Il Partito Democratico è il cardine attorno al quale costruire l’unica alternativa credibile al Centrodestra.

Nei comuni capoluogo di grandi città come Torino e Bologna il PD ha portato alla vittoria i propri candidati a sindaco, Fassino e Merola, e si è confermato il primo partito con percentuali superiori al 30% (34,5% a Torino; 38,27% a Bologna). A Milano il candidato della coalizione di Centrosinistra Pisapia (48,05%) andrà al ballottaggio contro l’uscente sindaco Moratti (41,59%) espressione di quel Centrodestra che da più di vent’anni governa quel territorio. Un risultato straordinario dove il ruolo giocato dal PD è stato determinante con il raggiungimento del 28,63% dei consensi (per meno di un punto percentuale non diventa la prima forza politica della città). Anche a Napoli dove il Partito Democratico partiva da una situazione di handicap per quanto accaduto durante le primarie, la coalizione che sostiene De Magistris (candidato dell’IDV) che andrà al ballottaggio contro Lettieri (Centrodestra), totalizza il 16,71% dei consensi contro il 16,59% del PD.

Passando da grandi città e da grandi numeri alla nostra la chiave di lettura rimane la stessa ovvero senza il Partito Democratico non si costruisce né l’alternativa né la vittoria; sono i dati a confermarcelo se scendiamo nel dettaglio di un quadro provinciale in chiaroscuro.

A Pontremoli il PD non ha vinto ma rimane il primo partito d’opposizione con una percentuale di consenso superiore al 30% e 3 consiglieri comunali eletti sui 4 spettanti alla minoranza.
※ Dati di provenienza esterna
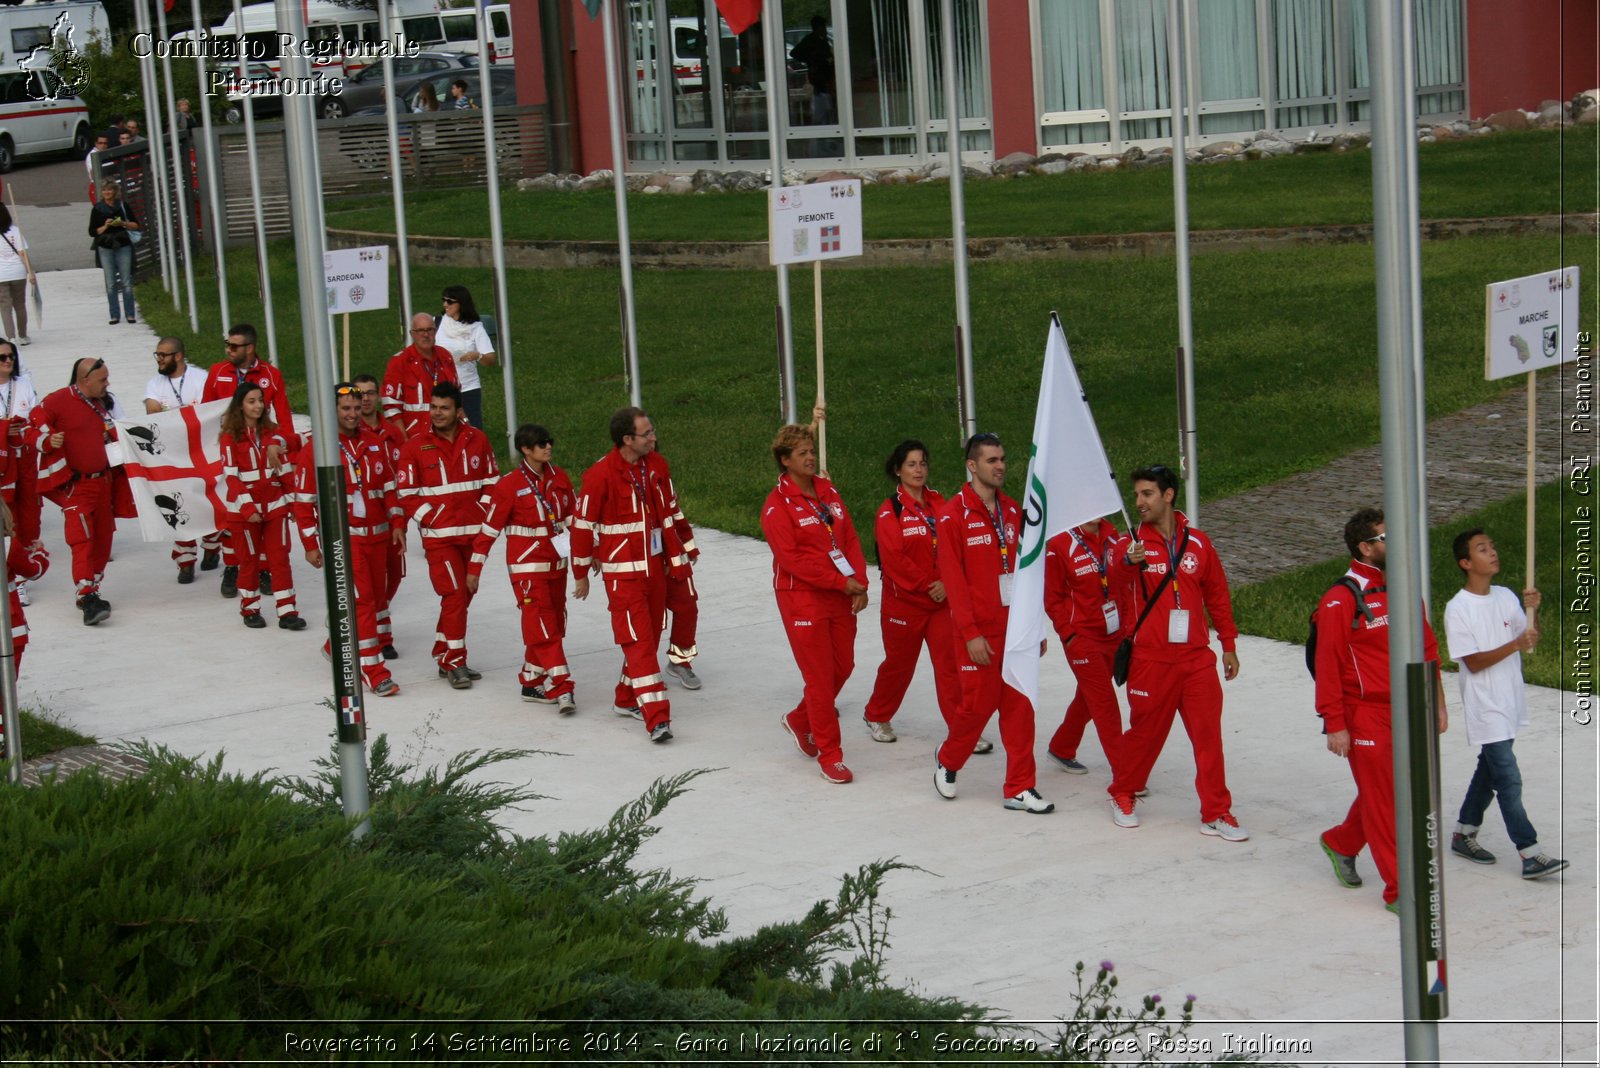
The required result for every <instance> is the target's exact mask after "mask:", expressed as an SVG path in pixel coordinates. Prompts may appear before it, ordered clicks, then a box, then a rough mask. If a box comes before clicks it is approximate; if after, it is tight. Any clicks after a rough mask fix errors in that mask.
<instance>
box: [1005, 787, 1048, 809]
mask: <svg viewBox="0 0 1600 1068" xmlns="http://www.w3.org/2000/svg"><path fill="white" fill-rule="evenodd" d="M1005 807H1008V809H1011V811H1013V812H1032V814H1034V815H1045V814H1046V812H1054V811H1056V806H1054V804H1051V803H1050V801H1045V799H1043V798H1042V796H1038V790H1034V788H1032V787H1030V788H1027V790H1024V791H1022V793H1019V795H1016V796H1014V798H1006V799H1005Z"/></svg>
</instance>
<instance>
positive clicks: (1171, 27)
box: [1166, 0, 1200, 526]
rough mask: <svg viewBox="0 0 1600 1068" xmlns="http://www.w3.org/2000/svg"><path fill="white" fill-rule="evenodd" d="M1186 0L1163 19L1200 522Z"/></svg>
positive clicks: (1188, 505)
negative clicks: (1188, 98) (1190, 224)
mask: <svg viewBox="0 0 1600 1068" xmlns="http://www.w3.org/2000/svg"><path fill="white" fill-rule="evenodd" d="M1184 3H1186V0H1173V5H1171V18H1168V21H1166V80H1168V83H1170V85H1171V90H1170V96H1171V102H1173V120H1171V122H1173V216H1174V217H1173V243H1174V246H1176V249H1178V344H1179V360H1181V368H1182V369H1181V373H1179V384H1181V389H1179V390H1178V465H1179V468H1181V470H1182V473H1184V512H1186V513H1187V516H1189V521H1190V523H1194V524H1195V526H1198V524H1200V467H1198V459H1200V457H1198V441H1197V433H1198V430H1197V428H1195V315H1194V296H1192V294H1190V291H1189V122H1187V120H1189V115H1187V112H1189V104H1187V96H1189V30H1187V21H1189V19H1187V11H1186V8H1184Z"/></svg>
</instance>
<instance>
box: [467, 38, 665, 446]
mask: <svg viewBox="0 0 1600 1068" xmlns="http://www.w3.org/2000/svg"><path fill="white" fill-rule="evenodd" d="M477 16H478V82H480V85H482V86H483V88H482V90H480V91H478V96H480V98H482V99H480V101H478V109H480V110H482V112H483V153H485V157H483V158H485V165H486V168H488V174H486V181H488V185H490V233H491V235H493V240H491V241H490V249H491V251H493V256H494V309H496V312H498V313H499V337H496V339H494V355H496V357H499V361H501V382H502V390H504V393H506V441H507V444H509V446H510V454H512V456H517V444H515V440H517V384H515V381H514V379H512V374H510V293H509V289H507V288H506V233H504V230H506V227H504V219H502V217H501V205H499V155H498V152H496V142H494V83H493V82H491V80H490V38H488V22H490V14H488V11H486V10H485V8H477ZM606 54H610V53H606ZM634 403H635V404H637V403H638V401H637V400H635V401H634Z"/></svg>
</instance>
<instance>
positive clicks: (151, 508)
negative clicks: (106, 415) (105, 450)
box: [107, 400, 229, 542]
mask: <svg viewBox="0 0 1600 1068" xmlns="http://www.w3.org/2000/svg"><path fill="white" fill-rule="evenodd" d="M227 404H229V401H226V400H218V401H210V403H206V404H189V406H187V408H173V409H170V411H162V412H155V414H150V416H144V417H142V419H118V420H117V441H114V443H112V444H109V446H107V451H109V452H112V457H110V459H112V462H114V464H122V465H123V468H125V470H126V472H128V488H130V489H131V491H133V502H134V505H136V507H138V508H139V532H141V534H144V540H147V542H174V540H178V542H190V540H195V539H197V537H202V536H203V534H211V532H213V531H216V529H218V516H219V515H221V513H222V502H221V496H219V492H218V489H219V488H218V478H219V475H221V472H222V448H221V446H219V444H218V440H216V438H218V433H221V428H222V412H224V411H227Z"/></svg>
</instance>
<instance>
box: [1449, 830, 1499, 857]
mask: <svg viewBox="0 0 1600 1068" xmlns="http://www.w3.org/2000/svg"><path fill="white" fill-rule="evenodd" d="M1450 852H1453V854H1456V855H1458V857H1466V859H1467V860H1470V862H1472V863H1494V854H1491V852H1490V851H1488V849H1485V847H1483V846H1480V844H1478V833H1477V831H1472V833H1470V835H1462V833H1461V831H1456V833H1454V835H1451V836H1450Z"/></svg>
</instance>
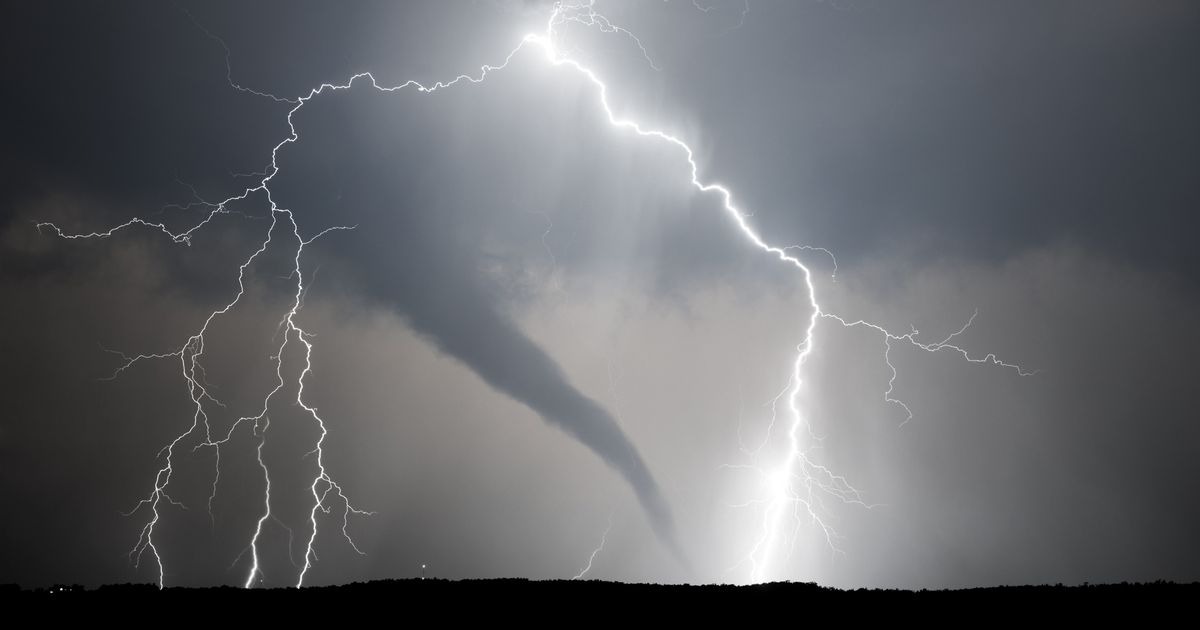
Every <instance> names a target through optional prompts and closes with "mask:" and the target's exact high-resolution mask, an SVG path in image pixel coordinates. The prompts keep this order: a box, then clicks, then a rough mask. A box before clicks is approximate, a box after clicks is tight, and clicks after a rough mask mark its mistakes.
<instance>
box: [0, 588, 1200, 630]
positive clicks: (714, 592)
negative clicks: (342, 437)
mask: <svg viewBox="0 0 1200 630" xmlns="http://www.w3.org/2000/svg"><path fill="white" fill-rule="evenodd" d="M1196 601H1200V582H1193V583H1175V582H1164V581H1158V582H1147V583H1128V582H1122V583H1118V584H1087V583H1085V584H1081V586H1063V584H1052V586H1051V584H1044V586H1003V587H991V588H968V589H953V590H952V589H947V590H924V589H923V590H900V589H852V590H844V589H836V588H828V587H821V586H817V584H814V583H803V582H775V583H768V584H757V586H743V587H737V586H724V584H710V586H691V584H637V583H623V582H600V581H532V580H518V578H506V580H458V581H452V580H385V581H377V582H355V583H352V584H344V586H334V587H305V588H302V589H296V588H272V589H254V590H246V589H241V588H235V587H212V588H180V587H175V588H166V589H162V590H160V589H158V588H157V587H155V586H154V584H112V586H103V587H100V588H95V589H88V588H83V587H80V586H65V584H59V586H54V587H49V588H37V589H22V588H20V587H18V586H17V584H4V586H0V605H2V606H4V607H5V608H6V610H12V608H14V607H23V606H28V607H30V608H40V610H43V611H50V612H52V613H53V612H65V613H78V612H80V611H89V610H100V608H107V607H108V606H109V605H116V606H119V607H120V608H119V610H125V611H148V610H157V608H158V607H160V606H163V607H169V610H174V611H202V610H227V608H206V607H208V606H212V605H216V606H218V607H221V606H224V605H233V606H239V605H247V606H253V605H263V604H265V605H268V606H270V608H269V610H271V611H283V612H281V614H300V613H302V611H305V610H323V611H331V610H338V607H340V606H353V607H370V608H372V610H376V611H378V610H379V608H380V607H388V608H395V611H396V613H397V614H408V613H413V614H420V616H425V614H431V613H438V611H440V613H444V614H445V616H446V617H445V619H444V620H460V619H462V618H464V617H490V616H500V617H504V616H510V614H516V613H517V611H527V612H529V611H533V612H540V611H548V610H558V608H570V610H575V611H587V614H586V616H583V617H581V618H580V619H578V620H581V622H588V620H593V617H595V616H601V617H611V616H622V614H632V611H635V610H637V611H643V610H654V611H659V612H660V613H661V612H670V614H671V616H672V617H678V616H708V614H719V616H734V614H742V613H746V614H755V611H770V612H773V613H774V612H781V613H787V611H788V610H792V611H794V613H796V614H802V616H803V614H818V616H821V617H828V616H838V614H841V613H844V614H846V616H847V617H846V619H847V620H850V619H856V618H862V617H863V616H866V617H870V616H888V614H890V613H893V612H899V611H905V610H917V608H920V610H924V608H928V610H934V611H940V612H944V611H955V610H972V611H976V613H974V614H982V616H984V617H986V618H988V619H990V618H991V617H992V616H1008V617H1012V616H1020V614H1024V613H1025V612H1028V611H1046V610H1051V611H1058V612H1067V613H1070V614H1073V616H1078V614H1090V616H1094V614H1102V616H1103V614H1110V613H1126V614H1136V616H1138V617H1139V618H1140V619H1141V620H1142V622H1145V620H1147V619H1148V618H1153V617H1160V616H1164V614H1172V613H1171V611H1176V612H1175V614H1182V613H1183V612H1184V611H1189V610H1190V608H1192V607H1193V606H1194V604H1195V602H1196ZM280 604H283V605H286V606H283V607H280V606H278V605H280ZM114 610H116V608H114ZM232 610H241V608H240V607H236V608H232ZM259 610H263V608H259ZM346 610H348V611H350V610H355V608H346ZM287 611H290V612H287ZM838 611H841V613H839V612H838ZM1022 611H1025V612H1022ZM984 617H980V618H977V619H976V622H980V620H984ZM754 618H757V617H756V616H755V617H754ZM799 619H800V617H797V619H796V620H797V622H798V620H799ZM180 620H186V619H184V618H181V619H180ZM629 620H630V622H632V620H634V619H632V618H630V619H629ZM746 620H748V622H751V620H752V619H751V618H748V619H746ZM558 622H559V623H556V625H563V624H565V623H566V622H568V619H559V620H558ZM760 622H762V619H760Z"/></svg>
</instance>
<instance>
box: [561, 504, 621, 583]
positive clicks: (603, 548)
mask: <svg viewBox="0 0 1200 630" xmlns="http://www.w3.org/2000/svg"><path fill="white" fill-rule="evenodd" d="M608 532H612V515H611V514H610V515H608V527H606V528H604V534H602V535H601V536H600V544H599V545H596V548H594V550H592V554H590V556H588V565H587V566H584V568H583V569H582V570H581V571H580V572H577V574H575V577H572V578H571V580H583V576H586V575H588V571H590V570H592V563H594V562H595V560H596V554H599V553H600V552H601V551H604V546H605V545H607V544H608Z"/></svg>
Purtroppo è stata premiata una coalizione espressione di quei partiti che per 17 anni ininterrotti hanno governato la città prima della giunta di Franco Gussoni che fin dal suo insediamento (2007) è stata non solo osteggiata dall’opposizione ma addirittura presa di mira dal fuoco amico.

In questa tornata amministrativa il PD pontremolese ha dovuto correre con il solo apporto di IDV e di Nuova Agorà, i partiti tradizionali del Centrosinistra si sono dileguati, i Socialisti lo avevano già fatto quando, con le dimissioni di un loro consigliere, avevano contribuito in maniera determinante al commissariamento della precedente Amministrazione. C’è poi chi ha pensato, come ha fatto Petriccioli, che chiamarsi fuori dal Partito, potesse produrre chissà quali risultati: aldilà di un personale riconoscimento (conquista di un posto in Consiglio comunale con il 13,97% dei consensi), non è così che si creano le condizioni per vincere, dove vincere significa ottenere un riconoscimento dagli elettori per programmi seri e percorsi credibili.

A Montignoso il successo sebbene auspicato è stato avvalorato dagli ampi numeri.

Il candidato del PD Narciso Buffoni è stato eletto sindaco con il 75,05 % dei consensi e 8 degli 11 consiglieri che toccano alla maggioranza sono candidati del Partito Democratico che si conferma la prima forza politica con il 60,17% dei consensi. L’elettorato ha creduto in un progetto di governo ben chiaro proposto da un’ampia coalizione di Centrosinistra di cui il PD compatto e uscito ancor più forte dalle primarie , costituisce l’asse portante.